Delux-Pathé Pictures/DR
Sur le tournage de La Jeune Fille à la perle, qui raconte la genèse de la peinture de Vermeer, Aurélie
Elich était chargée du maquillage des seconds rôles et de la figuration, soit environ 300 personnes.
"J'ai écumé les musées d'Amsterdam, de Bruges et fait des recherches sur l'esthétique des œuvres
du Siècle d'or. Je voulais étudier la forme des visages, les couleurs et les lumières des Pays-Bas.
Grâce à cela, j'ai opté pour des teints très pâles, laiteux, des visages ronds et doux, des sourcils
effacés, des joues roses, saines et naturelles. Les teints étaient plus bruts et granuleux qu'en
général."
Mais tout ne se prépare pas toujours des mois à l'avance. Didier Lavergne a été contacté 15 jours
avant le tournage de La Môme, qui lui a valu son Oscar. "Les prothèses que Marion Cotillard avait
essayées ne convenaient pas, elles faisaient trop marionnette. J'étais en compétition avec des
pointures américaines, deux personnes déjà oscarisées. En acceptant, je savais que je prenais des
risques." Il décide de travailler sans prothèses, pour un résultat naturel. "Il me fallait une méthode très
précise. Le maquillage durait quatre heures et demie. Pour combler la différence d'implantation des
cheveux, j'ai annoncé à Marion qu'il fallait qu'elle se rase le crâne sur 1,5 centimètre." Il a aussi dû
trouver des solutions pour gérer les différentes époques de la vie d'Edith Piaf. Jeune, elle avait des
sourcils très fournis, puis elle se les rasait... "J'ai prévenu Marion qu'elle aurait l'air un peu
extraterrestre", confie-t-il.
Marion Cotillard grimée en Edith Piaf dans La Môme.
DR
L'autre allié du maquilleur sur le plateau, c'est le chef opérateur, responsable de l'image.
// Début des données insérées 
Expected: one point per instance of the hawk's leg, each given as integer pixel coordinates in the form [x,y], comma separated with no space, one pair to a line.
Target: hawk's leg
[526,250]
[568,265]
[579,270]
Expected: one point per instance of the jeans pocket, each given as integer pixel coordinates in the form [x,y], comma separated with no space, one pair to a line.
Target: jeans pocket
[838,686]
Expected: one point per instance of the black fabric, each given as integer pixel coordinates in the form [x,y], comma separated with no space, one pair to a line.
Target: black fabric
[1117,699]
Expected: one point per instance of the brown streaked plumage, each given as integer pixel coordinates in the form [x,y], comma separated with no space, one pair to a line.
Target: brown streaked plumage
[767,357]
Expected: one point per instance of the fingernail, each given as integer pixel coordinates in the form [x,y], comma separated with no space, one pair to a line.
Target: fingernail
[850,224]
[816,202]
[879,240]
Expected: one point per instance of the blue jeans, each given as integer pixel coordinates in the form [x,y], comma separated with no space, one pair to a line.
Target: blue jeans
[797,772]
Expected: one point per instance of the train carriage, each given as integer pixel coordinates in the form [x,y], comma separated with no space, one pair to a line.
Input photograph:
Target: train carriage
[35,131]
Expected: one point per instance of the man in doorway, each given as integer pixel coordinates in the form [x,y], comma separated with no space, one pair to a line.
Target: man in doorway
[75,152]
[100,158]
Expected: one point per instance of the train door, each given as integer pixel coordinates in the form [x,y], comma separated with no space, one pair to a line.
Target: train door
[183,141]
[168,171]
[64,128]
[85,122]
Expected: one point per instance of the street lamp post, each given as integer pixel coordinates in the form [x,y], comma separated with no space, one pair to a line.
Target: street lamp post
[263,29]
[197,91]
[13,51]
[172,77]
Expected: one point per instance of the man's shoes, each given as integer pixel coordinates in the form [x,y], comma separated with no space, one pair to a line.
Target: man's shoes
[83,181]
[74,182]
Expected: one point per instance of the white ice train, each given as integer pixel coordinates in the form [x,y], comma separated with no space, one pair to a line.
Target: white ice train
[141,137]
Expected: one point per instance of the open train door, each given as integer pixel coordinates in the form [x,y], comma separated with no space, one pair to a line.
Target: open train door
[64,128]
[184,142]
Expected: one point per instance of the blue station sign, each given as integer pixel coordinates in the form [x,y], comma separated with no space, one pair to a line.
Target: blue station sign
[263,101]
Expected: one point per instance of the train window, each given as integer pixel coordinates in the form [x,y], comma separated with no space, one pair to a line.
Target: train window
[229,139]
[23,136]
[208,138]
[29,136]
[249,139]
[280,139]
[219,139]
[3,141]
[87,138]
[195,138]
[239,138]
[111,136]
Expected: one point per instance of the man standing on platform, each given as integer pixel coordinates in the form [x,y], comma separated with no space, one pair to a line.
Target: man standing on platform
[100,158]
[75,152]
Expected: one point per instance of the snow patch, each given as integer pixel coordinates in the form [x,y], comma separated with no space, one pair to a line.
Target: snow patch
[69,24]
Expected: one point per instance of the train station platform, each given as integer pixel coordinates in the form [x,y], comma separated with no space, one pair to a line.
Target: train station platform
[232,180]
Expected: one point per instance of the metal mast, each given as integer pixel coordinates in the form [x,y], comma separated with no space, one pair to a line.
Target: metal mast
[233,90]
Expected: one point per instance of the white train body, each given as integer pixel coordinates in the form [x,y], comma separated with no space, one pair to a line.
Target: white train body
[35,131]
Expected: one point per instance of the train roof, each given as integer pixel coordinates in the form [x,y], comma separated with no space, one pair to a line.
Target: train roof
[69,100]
C'est en
fonction de sa lumière que le maquilleur peut faire des dizaines d'essais, jusqu'à obtenir la bonne
nuance sur la peau. Sans compter que les journées durent souvent seize heures: tout doit tenir. Il n'y
a que sur les grosses productions que l'on démaquille pour la pause-déjeuner.
Réinterpréter les codes, c'est le coeur de notre métier. Pas de gloss sur un film
historique!
Maquiller n'est pas gommer. Même si "la vidéo numérique met en évidence les moindres défauts",
déplore Didier Lavergne, le métier ne se résume pas à les cacher. "On peut rajouter une brillance, ou
des cernes. L'absence de maquillage sur la peau, combinée avec des yeux pénétrants, peut être très
belle", confie Ana Lozano, qui a maquillé Penélope Cruz à plusieurs reprises. Parmi ses produits
fétiches, le SweatStop, qui matifie la peau. L'essentiel est de ne pas faire de faute, d'anomalie. "Une
comédienne qui se réveille en portant du rimmel, c'est regrettable." Pour les films en costume, on
triche, on utilise des mascaras transparents, l'enjeu étant de trouver des matières appropriées à
l'époque. "Réinterpréter les codes, c'est le cœur de notre métier. Pas de gloss sur un film historique!
Pour un rendu authentique, on utilise des pigments tapotés aux doigts sur les lèvres et les joues,
façon fruits écrasés", explique Christophe Danchaud.
Tous soulignent l'importance du soin: "Au bout de trois mois de tournage, je vois une vraie
amélioration de la qualité de peau des actrices qui se font dorloter entre nos mains", raconte Aurélie
Elich, qui utilise pour cela les marques Kiehl's et Dr. Hauschka. Base à mélanger sur la paume, fond
de teint à étendre avec application, fard gras sur la paupière, pigments... L'enchaînement d'étapes
s'est écourté. Mais reste le même. Seules les actrices changent.